Avec Propositions Graphiques (au Mouton noir jusqu’au 27 juin), Domaine Alary (de son vrai nom Martin Alary, mais on l’appelle surtout «Alary») poursuit une tangente qu’il a pris en 2015 lors de sa précédente exposition au Mouton, «l’endroit parfait pour présenter mes œuvres », explique-t-il. On retrouve une vingtaine de propositions, des tableaux sur toile ou sur bois, utilisant une technique de transfert d’images, parfois directement appliquées à l’imprimante numérique.

Martin Alary lors du vernissage du 31 mai au Mouton noir.
Martin Alary lors du vernissage du 31 mai au Mouton noir.

Il n’y a pas de thème dans le présent travail, qui s’est échelonné sur plusieurs mois depuis l’automne 2017, mais on retrouve de nombreux hommages faits envers les musiciens qu’il affectionne: Tom Waits, John Coltrane, Miles David ou Daniel Thouin. Dans ce dernier cas, il a repris une véritable image du claviériste montréalais en lui ajoutant un «afro», symbolisant l’attirance pour le musicien envers la musique noire.

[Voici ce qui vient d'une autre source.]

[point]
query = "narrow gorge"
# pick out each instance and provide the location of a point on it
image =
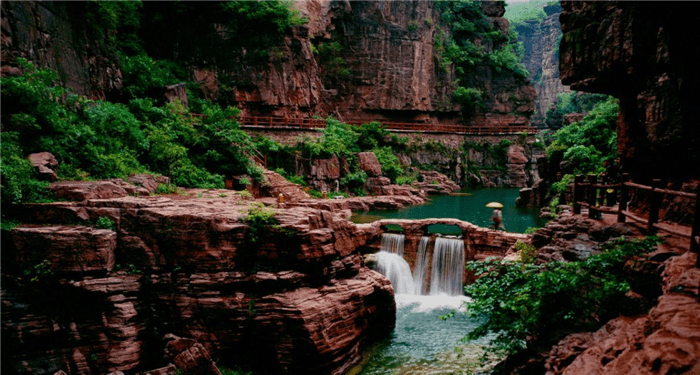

À chaque œuvre, on entre dans l’univers d’Alary, parfois fantaisiste, parfois critique sociale. L’art est une déformation de la réalité et Alary s’amuse à nous le rappeler.

Le vernissage, le jeudi 31 mai, s’est fait lors d’un 5 à 7 au Mouton Noir, en présence des amis de l’artiste, avec une présence remarquée de Dany Placard et Michel-Olivier Gasse, deux musiciens montréalais souvent impliqués dans la production musicale de Domaine Alary, un domaine qu’il a cependant délaissé depuis quelques années.

«Je fais juste ce que j’aime à mon rythme. Je ne réponds plus aux demandes, je me fais plaisir avec ces œuvres, simplement», explique l’artiste, père pour la seconde fois depuis quelques mois.

Parlant de paternité, on retrouve, au milieu de l’exposition, trois oeuvres d’Alcide Alary, le fils de Martin. À sept ans, il suit les traces de son père dans la forêt de la créativité. «Alcide a regardé les œuvres sur les murs du Mouton et il m’a dit que j’en avais plus que lui… alors il a suggéré qu’on sépare les profits de la vente 50/50», lance Martin en riant. «Il a le sens des affaires, lui!» «Alcide, mon gars, tu me joues déjà dans le moteur», chantait Alary en 2012. Prémonition?

Propositions Graphiques est présentée jusqu’au 27 juin au Mouton noir à Val-David.